O perigo da volta às aulas
Por Emanoel Barreto

Enquanto pesquisa Datafolha anuncia que 79% dos brasileiros dizem que a reabertura das escolas agravará a pandemia o Sindicato das Escolas Particulares do RN insiste no retorno às aulas. A entidade está em conversações com a Secretaria de Educação que “já relatou não ter impedimento quanto ao retorno das aulas presenciais das escolas privadas antes da rede pública”, segundo a Tribuna do Norte, edição de hoje.

A mesma Tribuna do Norte informa que especialistas em infectologia “passaram a se preocupar, após uma notificação do Ministério da Saúde no dia 20 de julho, com a Síndrome Inflamatória Multissistêmica Pediátrica, que acomete crianças e adolescentes de 0 a 19 anos e que pode estar relacionada à covid-19.”

O jornal detalha que estão sendo programadas medidas sanitárias e de prevenção visando a volta às aulas, que ainda não têm data marcada.
E voltando-se às aulas as medidas serão suficientes?
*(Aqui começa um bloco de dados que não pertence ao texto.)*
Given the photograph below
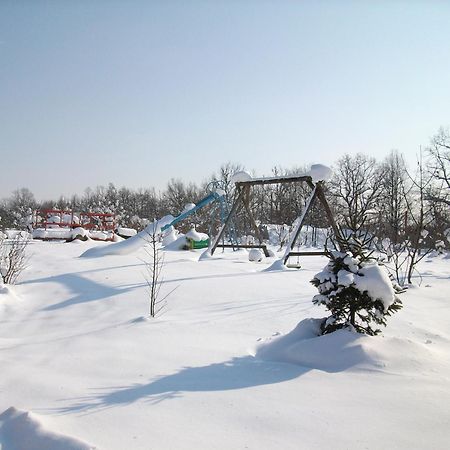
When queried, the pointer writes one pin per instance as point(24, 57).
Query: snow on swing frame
point(315, 177)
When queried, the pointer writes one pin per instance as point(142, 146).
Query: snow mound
point(177, 244)
point(278, 264)
point(196, 236)
point(343, 350)
point(127, 232)
point(21, 430)
point(255, 255)
point(131, 244)
point(170, 235)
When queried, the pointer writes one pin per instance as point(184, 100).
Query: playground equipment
point(314, 179)
point(213, 196)
point(135, 242)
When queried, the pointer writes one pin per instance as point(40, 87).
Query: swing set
point(242, 199)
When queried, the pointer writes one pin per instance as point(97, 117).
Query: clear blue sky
point(137, 92)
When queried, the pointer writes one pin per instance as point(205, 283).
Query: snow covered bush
point(356, 290)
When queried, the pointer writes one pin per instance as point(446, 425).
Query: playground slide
point(139, 240)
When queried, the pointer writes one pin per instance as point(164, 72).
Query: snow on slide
point(129, 245)
point(21, 430)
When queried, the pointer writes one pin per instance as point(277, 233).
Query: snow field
point(225, 366)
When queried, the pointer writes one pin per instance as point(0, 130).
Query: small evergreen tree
point(355, 289)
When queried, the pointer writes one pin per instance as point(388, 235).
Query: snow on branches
point(356, 290)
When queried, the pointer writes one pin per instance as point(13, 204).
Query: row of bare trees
point(388, 199)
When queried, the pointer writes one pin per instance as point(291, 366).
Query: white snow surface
point(22, 430)
point(234, 361)
point(196, 236)
point(128, 232)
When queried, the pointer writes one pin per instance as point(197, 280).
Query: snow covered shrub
point(356, 290)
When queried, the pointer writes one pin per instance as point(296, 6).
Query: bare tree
point(393, 204)
point(415, 241)
point(154, 266)
point(356, 188)
point(13, 259)
point(439, 166)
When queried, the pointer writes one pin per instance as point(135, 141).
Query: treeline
point(384, 197)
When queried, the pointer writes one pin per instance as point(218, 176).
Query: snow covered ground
point(225, 366)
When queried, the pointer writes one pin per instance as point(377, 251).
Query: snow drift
point(22, 430)
point(130, 245)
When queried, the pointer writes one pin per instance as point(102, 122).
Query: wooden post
point(329, 214)
point(233, 211)
point(300, 225)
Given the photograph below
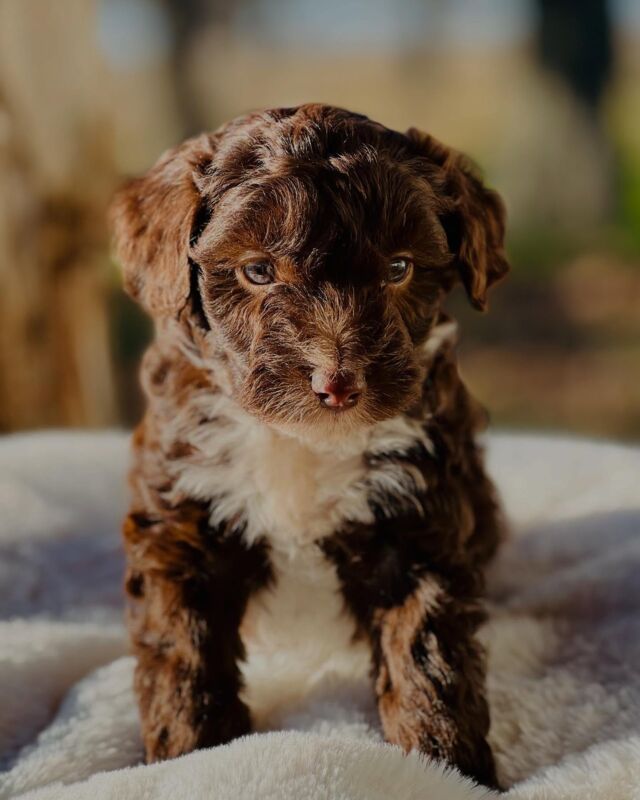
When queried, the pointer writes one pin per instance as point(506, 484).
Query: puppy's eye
point(260, 274)
point(398, 270)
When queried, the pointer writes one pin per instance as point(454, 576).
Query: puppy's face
point(312, 248)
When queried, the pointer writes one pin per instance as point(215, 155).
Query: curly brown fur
point(245, 479)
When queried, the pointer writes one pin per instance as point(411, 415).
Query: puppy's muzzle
point(338, 391)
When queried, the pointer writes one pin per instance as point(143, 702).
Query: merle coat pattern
point(294, 249)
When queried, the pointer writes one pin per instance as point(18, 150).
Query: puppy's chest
point(275, 487)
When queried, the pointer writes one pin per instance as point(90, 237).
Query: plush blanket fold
point(563, 643)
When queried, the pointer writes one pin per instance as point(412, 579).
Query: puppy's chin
point(326, 431)
point(329, 431)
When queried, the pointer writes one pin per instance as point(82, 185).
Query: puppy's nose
point(340, 390)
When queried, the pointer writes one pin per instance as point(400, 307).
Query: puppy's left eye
point(398, 270)
point(260, 274)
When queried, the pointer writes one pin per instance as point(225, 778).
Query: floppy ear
point(154, 218)
point(472, 216)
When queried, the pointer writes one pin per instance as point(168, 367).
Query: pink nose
point(338, 391)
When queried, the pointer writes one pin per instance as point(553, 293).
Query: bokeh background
point(544, 94)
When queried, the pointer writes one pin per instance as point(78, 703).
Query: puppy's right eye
point(260, 274)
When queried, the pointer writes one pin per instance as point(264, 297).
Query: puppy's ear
point(472, 216)
point(154, 218)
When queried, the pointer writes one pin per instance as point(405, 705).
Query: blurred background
point(544, 94)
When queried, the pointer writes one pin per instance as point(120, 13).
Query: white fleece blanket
point(564, 647)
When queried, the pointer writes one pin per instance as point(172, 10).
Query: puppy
point(307, 458)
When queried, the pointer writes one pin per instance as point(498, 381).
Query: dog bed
point(563, 643)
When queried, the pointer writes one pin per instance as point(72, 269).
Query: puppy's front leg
point(429, 678)
point(189, 586)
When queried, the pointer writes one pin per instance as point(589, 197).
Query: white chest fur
point(280, 489)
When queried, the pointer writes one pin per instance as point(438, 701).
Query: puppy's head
point(312, 247)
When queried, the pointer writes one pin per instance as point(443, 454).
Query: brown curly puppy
point(308, 445)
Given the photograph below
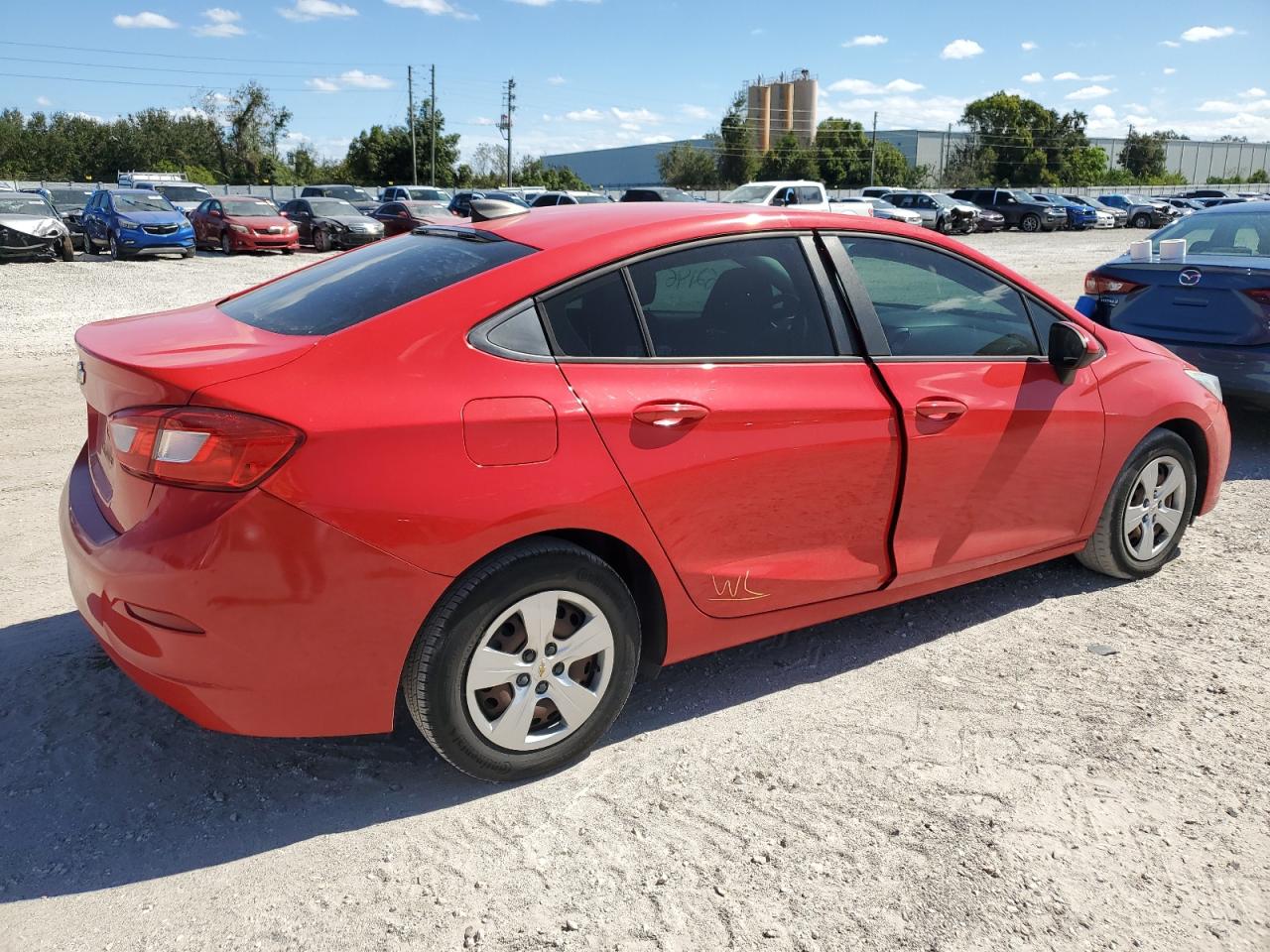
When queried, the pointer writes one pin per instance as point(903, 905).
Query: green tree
point(734, 145)
point(688, 167)
point(842, 153)
point(1143, 155)
point(788, 159)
Ou são apenas parte de um discurso para racionalizar e tornar aceitável o perigo a que as crianças estarão expostas?

Há informações de que o Rio Grande do Norte está apresentando queda no número de casos e que leitos estão sendo desocupados, o que nos dá algum alívio. Mas, pergunto: a governadora Fátima Bezerra vai topar o risco de que morra uma criança, uma só criança por efeito de haver retornado à sala de aula e ali ter sido contaminada? Vale a pena o risco?

Fátima não é tola, vem agindo com prudência e segurando o retorno às aulas; sabe que havendo qualquer fato grave com as crianças seus opositores terão todos os motivos para dizer: “Eu já sabia. Ela também sabia e mesmo assim jogou as crianças de volta às aulas.”

Nenhuma medida de proteção à covid-19 é garantia absoluta, especialmente quando se trata de aglomeração maior ou menor. 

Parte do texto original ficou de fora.